A [NoisyTransformerModel][stainedglass_core.model.NoisyTransformerModel] that adds noise to a portion of the inputs, excluding

NoiseMaskedNoisyTransformerModel

Bases: NoisyModel[CausalModelT, NoiseLayerP, NoiseLayerT]

A [NoisyTransformerModel][stainedglass_core.model.NoisyTransformerModel] that adds noise to a portion of the inputs, excluding any special tokens.

Parameters:

Name Type Description Default

noise_layer_class

Callable[NoiseLayerP, NoiseLayerT]

The type of noise that is added to the given model.

required

base_model

CausalModelT

The model to add noise to.

required

target_layer

str | None

Name of the layer whose output noise will be added to. A submodule of the model may be specified by providing the .-delimited name, e.g. features.0.conv.1.2 (default: 'input').

None

target_parameter

str | None

If the target layer is the input, the keyword parameter to which noise is added (default: None). By default, noise is added to the first positional parameter of the model's forward method.

None

truncated_layer_index

int | None

The layer index to truncate the model at.

None

*args

args

Positional arguments to the noise_layer_class.

required

**kwargs

kwargs

Keyword arguments to the noise_layer_class.

required

Methods:

Name Description
__init__
distillation_context

Prepare the base model to facilitate distillation training by applying losses over the transformed and non-transformed

forward

Call the base_model, applying the noise_layer to the target_parameter or target_layer output.

generate

Generate sequences of token ids using transformed embeddings.

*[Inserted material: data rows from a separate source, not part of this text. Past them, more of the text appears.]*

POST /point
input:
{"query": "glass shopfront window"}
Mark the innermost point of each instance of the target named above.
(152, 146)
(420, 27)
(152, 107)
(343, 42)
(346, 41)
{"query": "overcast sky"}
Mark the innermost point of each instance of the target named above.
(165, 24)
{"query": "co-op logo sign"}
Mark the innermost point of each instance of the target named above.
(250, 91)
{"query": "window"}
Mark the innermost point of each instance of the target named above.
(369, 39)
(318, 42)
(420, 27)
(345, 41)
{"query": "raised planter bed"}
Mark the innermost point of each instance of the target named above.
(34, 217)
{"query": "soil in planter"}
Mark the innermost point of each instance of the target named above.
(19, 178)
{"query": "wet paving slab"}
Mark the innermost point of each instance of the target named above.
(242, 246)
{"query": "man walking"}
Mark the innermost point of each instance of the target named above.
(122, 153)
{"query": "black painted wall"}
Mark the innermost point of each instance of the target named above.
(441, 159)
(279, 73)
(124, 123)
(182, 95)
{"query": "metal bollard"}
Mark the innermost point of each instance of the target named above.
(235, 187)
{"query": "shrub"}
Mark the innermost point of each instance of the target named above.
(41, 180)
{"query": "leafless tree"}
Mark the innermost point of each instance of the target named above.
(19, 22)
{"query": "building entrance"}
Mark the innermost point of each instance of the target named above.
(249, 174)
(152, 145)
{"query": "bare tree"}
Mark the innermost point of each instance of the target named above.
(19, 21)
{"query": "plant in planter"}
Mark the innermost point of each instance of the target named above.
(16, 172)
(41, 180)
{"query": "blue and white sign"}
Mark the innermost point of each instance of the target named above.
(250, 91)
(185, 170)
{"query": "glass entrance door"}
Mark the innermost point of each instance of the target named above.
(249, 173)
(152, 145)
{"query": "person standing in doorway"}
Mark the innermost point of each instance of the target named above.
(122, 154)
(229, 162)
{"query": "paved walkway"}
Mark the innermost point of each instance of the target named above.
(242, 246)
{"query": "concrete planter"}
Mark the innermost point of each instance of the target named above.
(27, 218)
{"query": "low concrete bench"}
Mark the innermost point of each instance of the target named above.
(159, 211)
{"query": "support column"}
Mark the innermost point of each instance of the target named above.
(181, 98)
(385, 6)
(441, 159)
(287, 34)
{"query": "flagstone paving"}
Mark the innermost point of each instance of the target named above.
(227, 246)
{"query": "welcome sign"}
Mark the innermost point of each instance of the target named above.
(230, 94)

reconstruct_ids_from_embeddings

Reconstruct token ids from embeddings using L2 similarity search on the input embedding layer.

reset_parameters

Reinitialize parameters and buffers.

restore_and_load

Restore the final decoder layers and final normalization layer and move them back to their original devices.

sample_transformed_embeddings

Sample transformed embeddings for the given input token ids.

truncate_and_offload

Remove the decoder layers after truncated_layer_index and the final normalization layer from the model and move them to the

Attributes:

Name Type Description
is_truncated_and_offloaded bool

Whether the model decoder layers are currently truncated.

single_precision_input_embeddings Embedding

A single-precision copy of input embeddings.

target_layer Module

The base_model submodule whose output Tensor to transform.

target_parameter str | None

The name of the base_model input Tensor argument to transform when target_layer is None.

target_parameter_index int

The index of the base_model input Tensor argument to transform when target_layer is None.

is_truncated_and_offloaded property

is_truncated_and_offloaded: bool

Whether the model decoder layers are currently truncated.

single_precision_input_embeddings cached property

single_precision_input_embeddings: Embedding

A single-precision copy of input embeddings.

target_layer property

target_layer: Module

The base_model submodule whose output Tensor to transform.

Raises:

Type Description
ValueError

If _target_layer cannot be found as a submodule of base_model.

target_parameter property

target_parameter: str | None

The name of the base_model input Tensor argument to transform when target_layer is None.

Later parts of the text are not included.